During the First World War an Arab Revolt, supported by Britain, succeeded in removing the Ottomans from most of the Middle East; in the period following this Ibn Saud managed to expand his domains considerably, eventually proclaiming the Kingdom of Saudi Arabia in 1932. Ibn Saud claimed Kuwait as part of his new state, attempting to annex it in 1919, resulting in the Kuwait–Najd War; when that failed he instituted a blockade of Kuwait.
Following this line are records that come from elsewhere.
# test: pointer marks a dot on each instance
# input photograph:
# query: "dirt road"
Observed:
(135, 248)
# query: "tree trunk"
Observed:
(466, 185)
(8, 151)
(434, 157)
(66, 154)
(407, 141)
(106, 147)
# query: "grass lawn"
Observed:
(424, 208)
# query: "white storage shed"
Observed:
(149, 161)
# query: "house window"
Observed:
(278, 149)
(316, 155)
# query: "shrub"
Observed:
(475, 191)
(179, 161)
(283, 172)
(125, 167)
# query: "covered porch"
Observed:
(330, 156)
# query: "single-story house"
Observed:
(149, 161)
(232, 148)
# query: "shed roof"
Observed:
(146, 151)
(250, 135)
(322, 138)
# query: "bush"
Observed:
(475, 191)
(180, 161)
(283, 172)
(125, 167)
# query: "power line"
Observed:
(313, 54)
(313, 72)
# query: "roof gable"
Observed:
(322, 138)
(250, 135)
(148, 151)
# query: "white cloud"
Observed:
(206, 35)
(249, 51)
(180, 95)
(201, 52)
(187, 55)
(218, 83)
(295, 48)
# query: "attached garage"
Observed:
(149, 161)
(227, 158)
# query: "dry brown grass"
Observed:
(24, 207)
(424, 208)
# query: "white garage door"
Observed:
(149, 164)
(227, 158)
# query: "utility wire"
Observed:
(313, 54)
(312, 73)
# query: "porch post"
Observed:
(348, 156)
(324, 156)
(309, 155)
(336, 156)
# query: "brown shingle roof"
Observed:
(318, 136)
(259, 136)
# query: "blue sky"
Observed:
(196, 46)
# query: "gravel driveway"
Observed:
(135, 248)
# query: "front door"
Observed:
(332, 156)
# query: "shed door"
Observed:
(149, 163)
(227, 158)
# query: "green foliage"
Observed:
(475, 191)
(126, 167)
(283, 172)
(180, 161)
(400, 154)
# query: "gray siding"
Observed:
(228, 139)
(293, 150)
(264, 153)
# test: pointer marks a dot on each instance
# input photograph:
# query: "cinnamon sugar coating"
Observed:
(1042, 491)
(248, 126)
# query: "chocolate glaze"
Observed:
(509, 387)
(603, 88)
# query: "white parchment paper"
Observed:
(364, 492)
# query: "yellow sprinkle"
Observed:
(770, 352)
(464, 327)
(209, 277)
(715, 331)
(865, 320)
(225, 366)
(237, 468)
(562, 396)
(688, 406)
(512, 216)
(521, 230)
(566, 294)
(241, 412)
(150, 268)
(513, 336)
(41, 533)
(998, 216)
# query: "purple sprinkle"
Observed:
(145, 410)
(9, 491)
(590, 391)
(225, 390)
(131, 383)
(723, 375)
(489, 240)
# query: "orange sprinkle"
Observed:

In December 1922 Percy Cox, British High Commissioner in the British Mandate of Iraq, met with Ibn Saud and signed the Uqair Protocol, which finalised Saudi Arabia's border with both Kuwait and Iraq. The treaty also created a large Saudi–Kuwaiti neutral zone in the southeast, where both parties were to share equal rights pending further agreement. When oil was later discovered in this zone it was agreed to partition it in 1965, this division being ratified in 1969–70, at which point the Kuwait-Saudi border was finalised at its current position.

Iraq invaded and annexed Kuwait in 1990, breaching the Kuwait–Saudi Arabia border in 1991 at the Battle of Khafji during the Gulf War.

==Border Crossings==
The two main border crossings are at Salmi (Jahra Governorate) and Nuwaiseeb (Ahmadi Governorate).